Five years later, Andrew is working three days a week for his local Citizens Advice Bureau and has never been happier.
“I work with a team of five who I can honestly say are among the nicest bunch of people I have ever met. They are not all forging a career so there’s none of that competitiveness, just a huge sense of satisfaction.”
Initially Andrew tried filling his days playing golf “but I soon lost interest”; then he tried studying fo a degree but found that it was the work for the CAB that he really enjoyed. Indeed, it’s a common misconception that hobbies will fill the gaps that work leaves. Research shows that, by their very nature, hobbies are to be done for short periods and almost with a sense of guilty pleasure attached. Take this away and they quickly become boring.
Unlike Peter, Andrew does not feel ‘guilty’ when he does relax, as his CAB work gives him that overriding sense of achievement.
“My partner was going to retire at the same time but she panicked and decided to stay,” explains Andrew, “so I don’t feel I have to justify my decision to her, as we both made our choice.”
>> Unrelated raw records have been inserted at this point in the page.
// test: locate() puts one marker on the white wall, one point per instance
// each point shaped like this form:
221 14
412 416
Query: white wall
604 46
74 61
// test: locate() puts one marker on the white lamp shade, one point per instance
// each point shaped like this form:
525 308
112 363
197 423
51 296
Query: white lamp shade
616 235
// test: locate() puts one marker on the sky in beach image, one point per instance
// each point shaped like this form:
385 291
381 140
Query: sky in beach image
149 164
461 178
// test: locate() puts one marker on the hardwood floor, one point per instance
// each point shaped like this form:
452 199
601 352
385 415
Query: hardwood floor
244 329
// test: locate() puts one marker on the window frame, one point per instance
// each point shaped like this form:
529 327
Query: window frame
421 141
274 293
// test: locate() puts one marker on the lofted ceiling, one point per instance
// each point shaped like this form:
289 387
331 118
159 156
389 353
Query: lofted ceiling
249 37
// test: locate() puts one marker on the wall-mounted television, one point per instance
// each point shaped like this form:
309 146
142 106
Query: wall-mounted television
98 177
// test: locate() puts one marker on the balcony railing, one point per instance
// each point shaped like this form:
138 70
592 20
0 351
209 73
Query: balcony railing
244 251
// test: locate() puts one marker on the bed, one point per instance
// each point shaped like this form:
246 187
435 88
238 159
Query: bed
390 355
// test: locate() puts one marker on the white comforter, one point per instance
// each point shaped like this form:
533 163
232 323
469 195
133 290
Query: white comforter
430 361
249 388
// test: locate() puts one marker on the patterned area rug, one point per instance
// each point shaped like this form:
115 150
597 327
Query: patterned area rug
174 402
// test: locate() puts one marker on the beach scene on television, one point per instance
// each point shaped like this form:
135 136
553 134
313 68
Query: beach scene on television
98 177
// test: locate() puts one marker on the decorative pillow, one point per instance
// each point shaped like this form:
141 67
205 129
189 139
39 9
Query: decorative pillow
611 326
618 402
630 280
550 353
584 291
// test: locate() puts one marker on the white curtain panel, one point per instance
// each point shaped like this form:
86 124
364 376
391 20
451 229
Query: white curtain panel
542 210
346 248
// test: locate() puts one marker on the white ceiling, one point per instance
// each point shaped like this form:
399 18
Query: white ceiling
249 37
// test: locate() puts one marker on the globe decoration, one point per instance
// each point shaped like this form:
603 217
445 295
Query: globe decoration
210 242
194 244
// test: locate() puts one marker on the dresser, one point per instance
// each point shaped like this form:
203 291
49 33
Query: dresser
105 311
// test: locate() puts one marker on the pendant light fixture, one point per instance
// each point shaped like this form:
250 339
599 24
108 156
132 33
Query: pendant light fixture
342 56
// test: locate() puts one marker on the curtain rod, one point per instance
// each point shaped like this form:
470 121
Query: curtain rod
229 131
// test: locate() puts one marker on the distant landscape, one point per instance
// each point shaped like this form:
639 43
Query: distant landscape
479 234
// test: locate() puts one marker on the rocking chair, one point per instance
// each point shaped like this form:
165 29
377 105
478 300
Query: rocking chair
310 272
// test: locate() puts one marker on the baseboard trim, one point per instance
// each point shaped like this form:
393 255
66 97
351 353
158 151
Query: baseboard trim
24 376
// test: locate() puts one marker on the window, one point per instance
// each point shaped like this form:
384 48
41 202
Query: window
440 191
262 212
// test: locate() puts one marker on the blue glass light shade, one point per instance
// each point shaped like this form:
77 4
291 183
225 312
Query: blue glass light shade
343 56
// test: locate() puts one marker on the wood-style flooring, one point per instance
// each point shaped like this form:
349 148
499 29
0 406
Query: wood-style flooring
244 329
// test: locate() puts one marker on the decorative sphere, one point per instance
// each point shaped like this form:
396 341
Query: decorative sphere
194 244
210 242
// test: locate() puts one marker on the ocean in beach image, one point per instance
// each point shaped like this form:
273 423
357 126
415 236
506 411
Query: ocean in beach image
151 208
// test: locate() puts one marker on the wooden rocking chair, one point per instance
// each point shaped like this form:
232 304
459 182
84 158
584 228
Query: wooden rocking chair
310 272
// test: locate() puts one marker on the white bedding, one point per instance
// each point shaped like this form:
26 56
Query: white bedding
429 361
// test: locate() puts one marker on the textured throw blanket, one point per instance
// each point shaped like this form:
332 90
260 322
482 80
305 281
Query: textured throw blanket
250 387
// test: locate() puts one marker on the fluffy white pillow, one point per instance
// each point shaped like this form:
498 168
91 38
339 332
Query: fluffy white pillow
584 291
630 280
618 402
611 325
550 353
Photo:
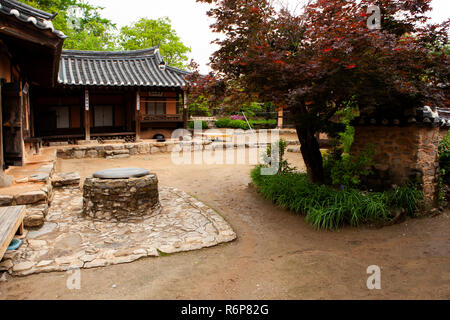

And a wise choice, as divorce figures show that ‘absence really does make the heart grow fonder’. Put two people together 24 hours a day and molehills can quickly turn into mountains.
Or ‘les montagnes’, in Kirsty and Andy Mitchell’s case. This couple, who have two grown up children, are both giving up work in their early 50s to move to Northern France for a year.
“Andy’s brother died aged 50 and ever since we’ve lived every day to the full,” explains Kirsty. “We decided if we waited until our 60s to retire we might not be well enough to fulfil our dream…”
…which is to immerse themselves in the French culture, to improve their grasp of the language and to get fit by walking and cycling.
“We’ve been married for 30 years. I’ve worked for the last 18 and Andy hasn’t had a day’s unemployment since we met aged 19,” says Kirsty, who is just finishing her job as Development Coordinator at the Purcell School for Young Musicians in Bushey.
“He does laugh that having my undivided attention on him all the time may be a bit much!”
But science is on their side – physical and cerebral challenges undertaken together have been proved to be the answer for relationship harmony.
“I think if I had given up and Andy was still working as an accountant, it would have been difficult,” admits Kirsty, although she adds that they chose Northern France so he can still do some consultancy work, as well as being close to friends and family.
And perhaps they will send some photographs of their French adventures to those stereotypical retirement publications. People like Peter will then be able to see that it’s not only tin cans and newspapers that can be recycled, but life too.